Use ctrl+c to exit the dashboard.

bash
swanlab task search <TASK_ID>

This command is used to view the start and end time of the experiment, as well as the cluster type, execution environment, etc. The TASK_ID can be viewed using swanlab task list.

bash
Task Info
Task Name: Task_Jul31_02-44-38
Python Version: python3.10
Entry File: train.py
Status: COMPLETED
Combo: RTX3090-1
Created At: 2024-07-30 18:44:40
Started At: 2024-07-30 18:45:02
Finished At: 2024-07-30 18:52:49

This command can also be used to view error information for failed tasks (tasks with execution status CRASHED). For example, when I intentionally add error code to the test code in the Quick Start section:

error-code

After using the swanlab task search <TASK_ID> command for the started task, the effect is as follows:

task-search

Of course, you can also view the error information in the SwanLab online experiment dashboard under the log:

remote-error-log

swanlab task stop

Terminate a started task using the following method:

bash
swanlab task stop <task ID>

SwanLab Agent Installation (In Development)

(To be supplemented)

Currently, this feature is under development and testing. To facilitate usage, SwanLab provides free cloud testing compute power. You can directly use cloud compute power to run and deploy via swanlab launch.

Working Process and Principles

(To be supplemented)

Feature Testing Instructions

INFO

It is strongly recommended to click the link to join the testing group before using this feature. We will respond to and solve any issues encountered in the group in a timely manner.

The SwanLab Remote Task Deployment Documentation feature involves uploading the required running code and datasets to a public cloud server. We strive to ensure your data security, but there is still a risk of data leakage or loss during the testing phase. Do not upload important data to the testing feature.

The iteration of the SwanLab Remote Task Deployment Documentation feature depends on active feedback from community users. If you encounter any issues, please feel free to contact us. You can use Github Issue, contact email contact@swanlab.cn, or join the WeChat testing group to communicate directly with us.

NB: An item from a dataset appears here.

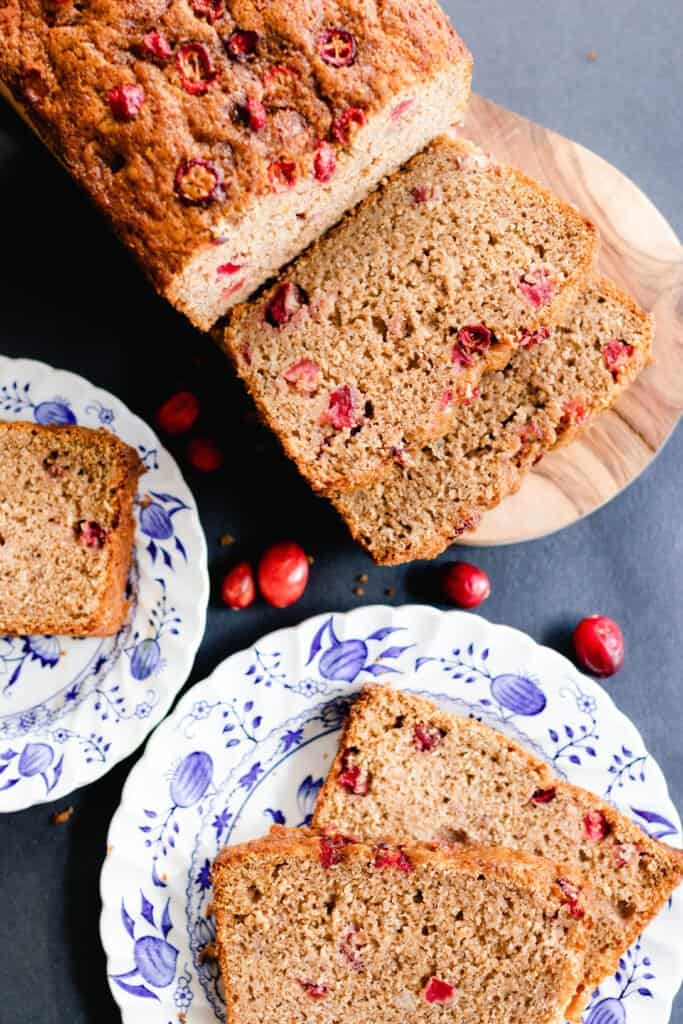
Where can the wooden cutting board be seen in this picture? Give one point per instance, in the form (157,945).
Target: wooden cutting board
(641,252)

To facilitate smooth testing, the SwanLab Remote Task Deployment Documentation provides free testing running servers for users participating in the test. We strive to meet the testing and compute power needs of every user, but due to limited team resources and feature iteration, there may still be situations such as task queuing and training forced termination.

Acknowledgments

🙏 We are extremely grateful to the users who are willing to participate in the feature testing, and we will continue to work hard.

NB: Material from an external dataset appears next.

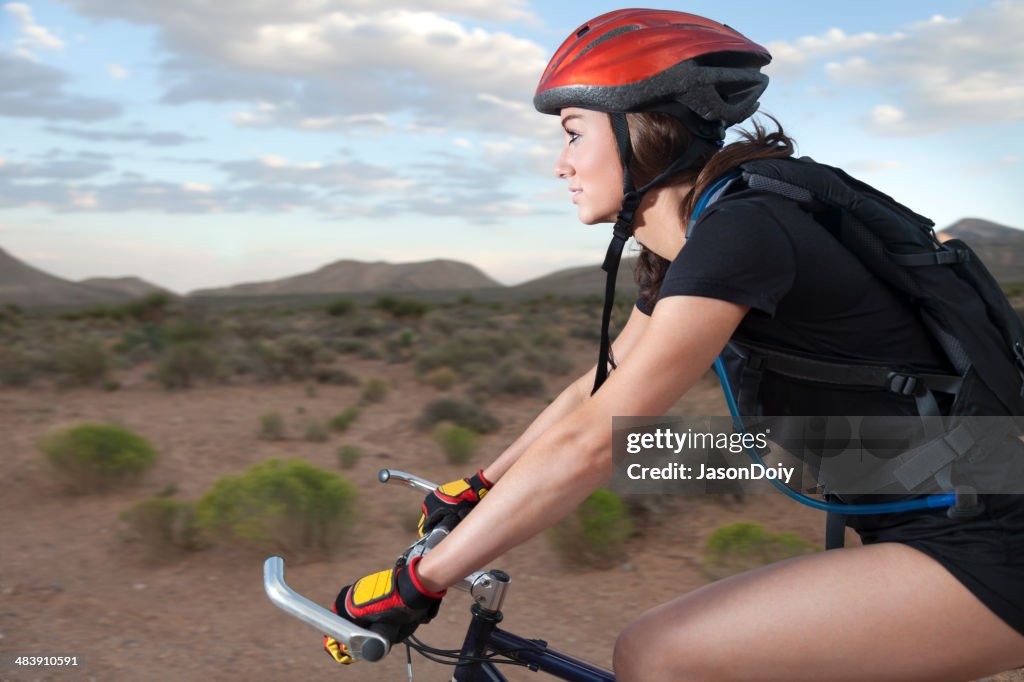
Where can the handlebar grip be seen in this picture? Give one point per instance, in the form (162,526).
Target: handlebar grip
(364,644)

🙏 We are also grateful to H3C for providing us with compute power support.

Appendix

Training Example Code

Step 1: Create an empty folder in the directory and navigate to the folder:

bash
# Linux & Mac & Windows command
mkdir SwanLabLaunchExample

Step 2: Create train.py in the SwanLabLaunchExample folder and paste the following training code:

python
################################
# File Name: train.py
################################

import torch
import torch.nn as nn
import torch.optim as optim
import swanlab
import logging

# 0. Initialize experiment environment
swanlab.init("Launch-Example", experiment_name="test-remote")  # Initialize swanlab
device = "cuda"
if not torch.cuda.is_available():  # Check if a GPU is available, if not, use CPU and log a warning
    device = "cpu"
    logging.warning("CUDA IS NOT AVAILIABLE, use cpu instead")

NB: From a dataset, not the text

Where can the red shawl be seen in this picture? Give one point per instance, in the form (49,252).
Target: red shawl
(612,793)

# 1. Define the function, target is a simple quadratic function, domain and range are both [0,1]
func = lambda x: (2 * x - 1) ** 2

# 2. Define the model, a 3-layer neural network (increasing parameters or layers will yield better results)
model = nn.Sequential(nn.Linear(1, 16), nn.Sigmoid(), nn.Linear(16, 1))
model = model.to(device)

# 3. Define the loss function and optimizer
criterion = nn.MSELoss().to(device)
optimizer = optim.AdamW(model.parameters(), lr=0.001)

# 4. Train the model
iters = 8000
batch_num = 256
for i in range(iters):
    # Generate data
    x = torch.rand(batch_num, 1)
    y = func(x)
    x, y = x.to(device), y.to(device)

    optimizer.zero_grad()  # Clear gradients
    outputs = model(x)  # Forward propagation
    loss = criterion(outputs, y)  # Calculate loss
    loss.backward()  # Backward propagation
    optimizer.step()  # Update parameters

    if i % 5 == 0:
        print(f"Iter [{i+1}/{iters}], Loss: {loss.item():.4f}")
        swanlab.log({"loss": loss.item()}, step=i)

# 5. Validate the model
model.eval()
with torch.no_grad():
    sample_num = 101
    inputs = torch.linspace(0, 1, sample_num).unsqueeze(1).to(device)